« Un monde sans fous », de Philippe Borel

Sur fond de réforme gouvernementale, Philippe Borrel dresse un état
des lieux d’une psychiatrie privée de moyens.

Jean-Claude Renard  • 8 avril 2010 abonné·es
« Un monde sans fous », de Philippe Borel
© PHOTO : SAGET/AFP Un monde sans fous ?, mardi 13 avril, 20 h 35, France 5, (52’).
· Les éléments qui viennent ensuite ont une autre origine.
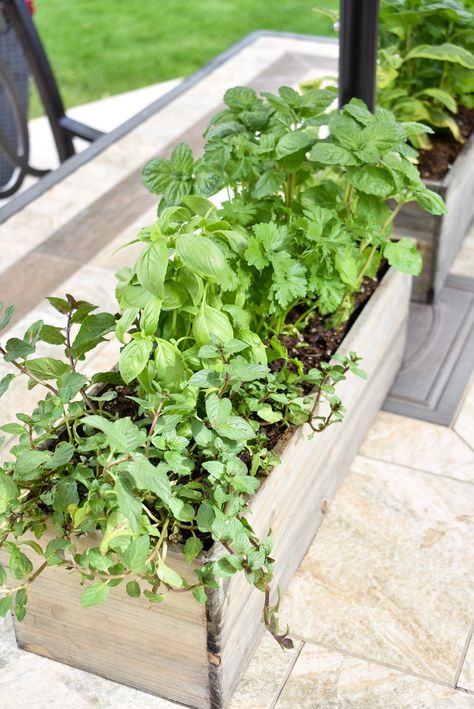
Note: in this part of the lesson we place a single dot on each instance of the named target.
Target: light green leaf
(65, 494)
(371, 180)
(6, 315)
(443, 97)
(52, 335)
(151, 267)
(294, 142)
(210, 321)
(217, 410)
(404, 256)
(205, 379)
(122, 435)
(199, 594)
(29, 465)
(147, 476)
(236, 428)
(133, 358)
(431, 202)
(192, 548)
(61, 456)
(169, 575)
(268, 183)
(169, 365)
(328, 154)
(19, 564)
(129, 505)
(69, 385)
(5, 605)
(94, 594)
(443, 52)
(8, 491)
(5, 383)
(92, 331)
(17, 349)
(203, 256)
(47, 367)
(136, 554)
(133, 589)
(268, 414)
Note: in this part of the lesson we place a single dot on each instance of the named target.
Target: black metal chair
(23, 53)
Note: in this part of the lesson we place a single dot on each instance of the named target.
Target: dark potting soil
(435, 163)
(316, 344)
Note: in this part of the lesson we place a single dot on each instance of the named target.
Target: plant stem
(24, 370)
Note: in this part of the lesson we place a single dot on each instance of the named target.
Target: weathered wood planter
(440, 237)
(195, 654)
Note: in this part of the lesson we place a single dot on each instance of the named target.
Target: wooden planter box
(441, 237)
(191, 653)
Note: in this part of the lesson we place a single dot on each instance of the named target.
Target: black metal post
(358, 41)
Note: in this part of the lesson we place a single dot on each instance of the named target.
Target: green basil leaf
(133, 359)
(151, 267)
(404, 256)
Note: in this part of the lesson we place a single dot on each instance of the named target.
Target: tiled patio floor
(382, 607)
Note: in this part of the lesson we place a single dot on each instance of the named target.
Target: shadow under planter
(191, 653)
(440, 237)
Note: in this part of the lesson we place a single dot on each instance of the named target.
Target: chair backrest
(22, 53)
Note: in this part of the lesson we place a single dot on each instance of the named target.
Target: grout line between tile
(463, 439)
(462, 659)
(416, 470)
(346, 653)
(287, 676)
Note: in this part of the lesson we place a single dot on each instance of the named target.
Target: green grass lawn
(103, 47)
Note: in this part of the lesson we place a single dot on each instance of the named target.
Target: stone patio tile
(389, 574)
(23, 232)
(464, 423)
(289, 44)
(418, 444)
(322, 679)
(466, 678)
(264, 678)
(29, 681)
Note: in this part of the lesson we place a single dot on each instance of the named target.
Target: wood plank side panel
(460, 203)
(160, 649)
(310, 471)
(440, 237)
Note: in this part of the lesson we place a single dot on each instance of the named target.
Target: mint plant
(171, 447)
(312, 215)
(179, 469)
(426, 62)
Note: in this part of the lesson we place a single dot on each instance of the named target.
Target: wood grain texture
(195, 655)
(160, 649)
(290, 501)
(440, 237)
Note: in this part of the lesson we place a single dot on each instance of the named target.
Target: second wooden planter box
(191, 653)
(440, 237)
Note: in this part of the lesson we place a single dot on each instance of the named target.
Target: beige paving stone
(466, 678)
(262, 681)
(322, 679)
(28, 681)
(417, 444)
(464, 424)
(120, 252)
(389, 574)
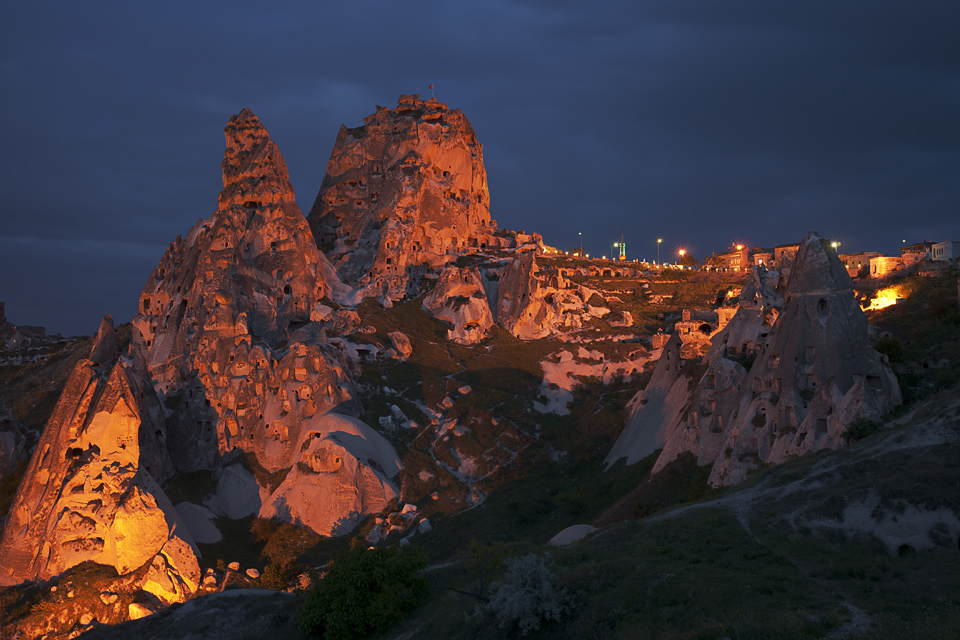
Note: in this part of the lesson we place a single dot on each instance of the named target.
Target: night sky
(699, 122)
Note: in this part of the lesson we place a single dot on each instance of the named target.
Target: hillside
(370, 389)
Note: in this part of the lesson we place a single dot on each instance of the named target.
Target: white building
(949, 250)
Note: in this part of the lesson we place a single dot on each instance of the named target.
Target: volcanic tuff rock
(403, 194)
(533, 305)
(460, 300)
(227, 329)
(88, 493)
(13, 442)
(813, 373)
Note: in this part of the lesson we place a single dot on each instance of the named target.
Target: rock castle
(245, 361)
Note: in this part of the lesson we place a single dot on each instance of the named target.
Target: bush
(528, 596)
(484, 563)
(364, 591)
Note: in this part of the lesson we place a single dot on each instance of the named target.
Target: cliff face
(232, 331)
(813, 372)
(88, 493)
(404, 193)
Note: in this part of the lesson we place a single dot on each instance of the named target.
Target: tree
(527, 596)
(364, 591)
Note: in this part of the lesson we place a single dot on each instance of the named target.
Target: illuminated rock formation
(460, 300)
(13, 443)
(532, 305)
(812, 372)
(233, 331)
(403, 194)
(333, 485)
(87, 494)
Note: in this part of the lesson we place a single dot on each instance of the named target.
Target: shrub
(364, 591)
(528, 596)
(484, 563)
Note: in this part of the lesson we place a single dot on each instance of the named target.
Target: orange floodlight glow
(885, 298)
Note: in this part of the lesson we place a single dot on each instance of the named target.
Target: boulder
(199, 521)
(459, 300)
(238, 493)
(174, 574)
(401, 344)
(343, 474)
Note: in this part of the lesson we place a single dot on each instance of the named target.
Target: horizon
(701, 125)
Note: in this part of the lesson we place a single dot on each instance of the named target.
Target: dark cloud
(697, 121)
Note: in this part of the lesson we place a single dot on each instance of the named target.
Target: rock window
(821, 427)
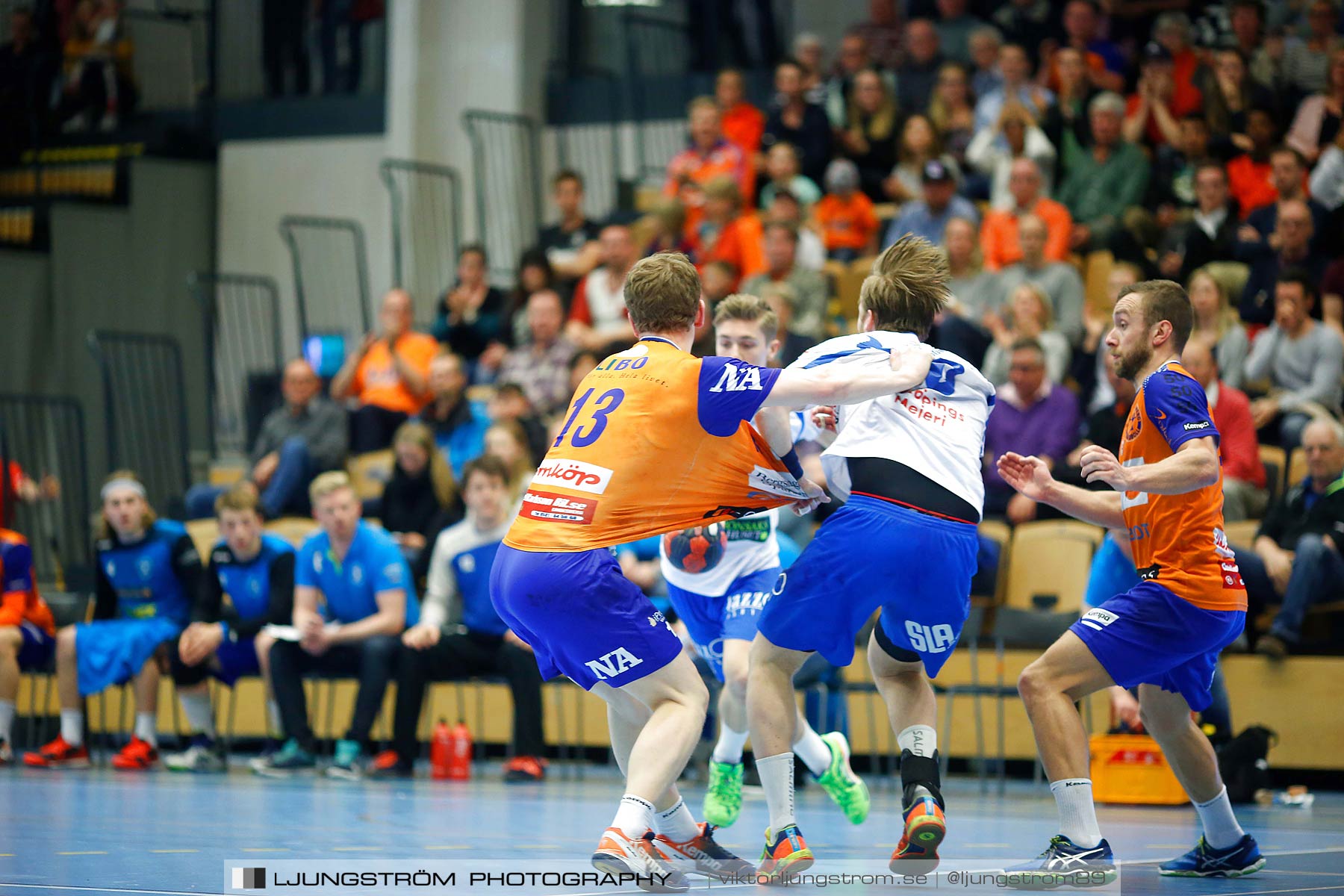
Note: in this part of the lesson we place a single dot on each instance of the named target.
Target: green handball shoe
(724, 798)
(841, 785)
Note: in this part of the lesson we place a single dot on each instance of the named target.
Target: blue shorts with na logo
(874, 554)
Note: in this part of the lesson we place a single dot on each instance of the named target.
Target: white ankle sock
(1221, 828)
(72, 727)
(1077, 812)
(201, 716)
(633, 817)
(812, 750)
(777, 781)
(678, 824)
(730, 746)
(146, 727)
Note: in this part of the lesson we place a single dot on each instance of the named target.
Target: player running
(655, 441)
(909, 467)
(721, 608)
(1166, 633)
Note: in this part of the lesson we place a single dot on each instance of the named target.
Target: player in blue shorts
(148, 578)
(909, 467)
(721, 609)
(249, 585)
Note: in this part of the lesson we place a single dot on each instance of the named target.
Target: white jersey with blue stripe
(937, 430)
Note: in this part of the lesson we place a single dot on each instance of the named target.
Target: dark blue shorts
(35, 648)
(581, 617)
(874, 554)
(732, 615)
(1149, 635)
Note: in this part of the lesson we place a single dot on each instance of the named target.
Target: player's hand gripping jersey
(1177, 539)
(655, 440)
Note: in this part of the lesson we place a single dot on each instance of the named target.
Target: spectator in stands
(954, 28)
(1303, 361)
(27, 630)
(785, 208)
(597, 314)
(918, 73)
(870, 134)
(1015, 137)
(1218, 324)
(742, 122)
(541, 364)
(999, 235)
(148, 581)
(1060, 281)
(1297, 558)
(726, 233)
(808, 287)
(305, 437)
(249, 585)
(1210, 235)
(781, 167)
(1243, 473)
(421, 496)
(940, 203)
(844, 215)
(570, 243)
(1033, 413)
(458, 426)
(1102, 180)
(1317, 120)
(1015, 67)
(470, 314)
(1026, 316)
(352, 600)
(388, 376)
(1289, 246)
(460, 635)
(709, 155)
(797, 121)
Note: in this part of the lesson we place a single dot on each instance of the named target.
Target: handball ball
(697, 550)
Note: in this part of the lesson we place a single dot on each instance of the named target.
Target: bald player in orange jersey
(655, 441)
(1166, 633)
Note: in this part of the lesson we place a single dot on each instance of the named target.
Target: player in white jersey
(905, 541)
(721, 606)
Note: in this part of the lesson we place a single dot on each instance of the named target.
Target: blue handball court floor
(77, 833)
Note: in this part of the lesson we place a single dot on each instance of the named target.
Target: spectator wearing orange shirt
(999, 240)
(844, 215)
(389, 376)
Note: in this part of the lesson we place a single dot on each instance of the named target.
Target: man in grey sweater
(297, 441)
(1301, 359)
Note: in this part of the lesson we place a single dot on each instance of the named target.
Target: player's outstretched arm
(1031, 477)
(850, 383)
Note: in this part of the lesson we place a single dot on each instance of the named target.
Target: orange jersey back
(655, 440)
(1177, 539)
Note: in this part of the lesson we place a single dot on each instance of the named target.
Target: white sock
(72, 727)
(678, 824)
(777, 780)
(633, 817)
(1077, 812)
(7, 711)
(201, 716)
(730, 746)
(1221, 828)
(147, 726)
(812, 750)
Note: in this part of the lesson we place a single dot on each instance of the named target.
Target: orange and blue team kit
(1189, 602)
(655, 440)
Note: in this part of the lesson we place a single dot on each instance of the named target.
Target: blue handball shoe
(1238, 860)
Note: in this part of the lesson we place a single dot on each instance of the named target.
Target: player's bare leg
(912, 709)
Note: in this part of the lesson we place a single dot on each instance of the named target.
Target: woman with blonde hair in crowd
(1219, 326)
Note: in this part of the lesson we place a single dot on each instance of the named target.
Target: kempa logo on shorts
(574, 474)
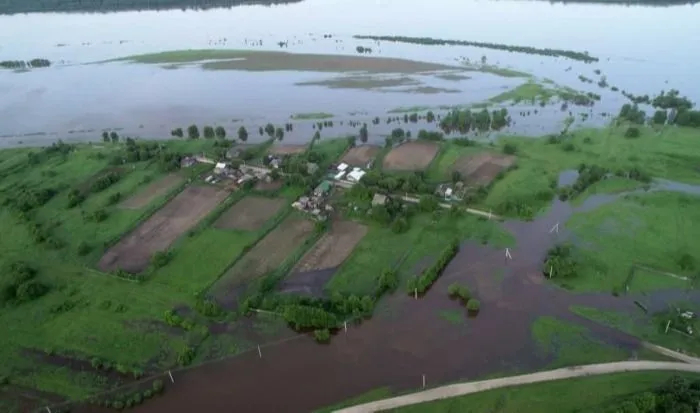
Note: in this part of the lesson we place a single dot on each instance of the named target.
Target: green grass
(612, 185)
(441, 167)
(570, 344)
(649, 328)
(564, 396)
(312, 115)
(383, 249)
(653, 229)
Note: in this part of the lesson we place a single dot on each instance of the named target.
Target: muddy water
(75, 102)
(408, 338)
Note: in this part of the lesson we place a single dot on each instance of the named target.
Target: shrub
(322, 335)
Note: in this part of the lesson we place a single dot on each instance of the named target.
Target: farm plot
(483, 168)
(333, 248)
(133, 252)
(153, 191)
(411, 156)
(287, 149)
(361, 155)
(250, 213)
(267, 255)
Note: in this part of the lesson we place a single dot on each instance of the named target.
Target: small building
(379, 199)
(356, 175)
(311, 167)
(323, 189)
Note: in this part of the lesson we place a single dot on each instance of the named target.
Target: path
(461, 389)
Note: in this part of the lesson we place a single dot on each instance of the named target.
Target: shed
(379, 199)
(323, 188)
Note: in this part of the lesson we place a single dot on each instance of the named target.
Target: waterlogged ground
(525, 324)
(75, 101)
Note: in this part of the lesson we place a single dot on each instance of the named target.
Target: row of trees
(422, 283)
(581, 56)
(23, 64)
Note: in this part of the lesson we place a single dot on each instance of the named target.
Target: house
(311, 167)
(356, 175)
(323, 189)
(379, 199)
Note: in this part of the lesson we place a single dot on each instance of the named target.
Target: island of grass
(312, 115)
(261, 61)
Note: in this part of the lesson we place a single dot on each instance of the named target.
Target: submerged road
(461, 389)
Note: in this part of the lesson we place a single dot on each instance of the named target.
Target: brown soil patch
(411, 156)
(481, 169)
(287, 149)
(133, 252)
(360, 155)
(250, 213)
(267, 255)
(333, 248)
(154, 190)
(268, 186)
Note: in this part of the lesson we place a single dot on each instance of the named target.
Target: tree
(279, 134)
(363, 133)
(193, 132)
(243, 134)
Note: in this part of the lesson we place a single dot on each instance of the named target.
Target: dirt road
(460, 389)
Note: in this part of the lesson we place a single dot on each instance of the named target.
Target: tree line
(580, 56)
(102, 6)
(23, 64)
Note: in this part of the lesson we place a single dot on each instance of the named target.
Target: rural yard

Des troubles comportementaux, des cas de psychotiques. Dépressions, suicides au travail, addictions, anxiété généralisée. Dans une affaire de santé mentale, le tout logé à la même enseigne, suivant le discours sécuritaire et les restrictions budgétaires. Encore faut-il qu’il y ait de l’espace. Depuis les années 1970, 50 000 lits d’hospitalisation ont été fermés en psychiatrie publique, sans que suffisamment de structures alternatives n’aient vu le jour. En voulant ouvrir l’hôpital sur la ville, « le courant humaniste rêvait de désaliéner la psychiatrie, observe un commentaire en voix off. Ce courant s’est piégé lui-même avec des hôpitaux publics en déshérence, qui ne gèrent plus qu’un flux tendu de patients en crise ». Aujourd’hui, la maladie mentale repose de plus en plus souvent sur l’associatif et les familles. Portraits et témoignages viennent illustrer le tableau brossé par Philippe Borrel. Un tableau d’exclus parmi les exclus, dans une société qui n’accepte pas l’aliénation, tout en la produisant.

Un tableau qui s’étire donc d’une pathologie à l’autre, heurtée aux mêmes dramatiques conclusions. Les SDF, dont un tiers souffrirait de pathologie mentale, sont un exemple significatif, quand la fermeture des lits dans les hôpitaux psychiatriques en a rejeté beaucoup sur le bitume. « On espère ne pas voir ce qui s’est passé aux États-Unis, à savoir la mort des psychotiques dans la rue, faute de place à l’hôpital, d’hébergement », dit un représentant du Samu social à Paris. Parce que la réforme des asiles s’est conclue par la destruction des asiles. Avec les risques encourus quand il est impossible d’évaluer l’état de santé des individus. Pour Serge Portelli, vice-président du tribunal de grande instance de Paris, « le parcours du fou est relativement bien “balisé”. C’est une sorte d’aller et retour entre la rue, le foyer, ce qui reste de l’hôpital psychiatrique et la prison ».

Dans ce système bien huilé, « on autorise donc une justice automatisée, de moins en moins humaine, renchérit Emmanuelle Perreux, présidente du Syndicat de la magistrature, qui en arrive à juger des gens, on le ­découvre en détention, qui présentent des maladies mentales qui auraient dû être prises en compte ». C’est alors déjà trop tard, mais significatif d’une société où le dernier lieu pour recevoir des soins est la prison. Autant de paroles, autant de discours définitifs. Qui disent aussi combien la psychiatrie est la loupe grossissante d’une époque exsangue.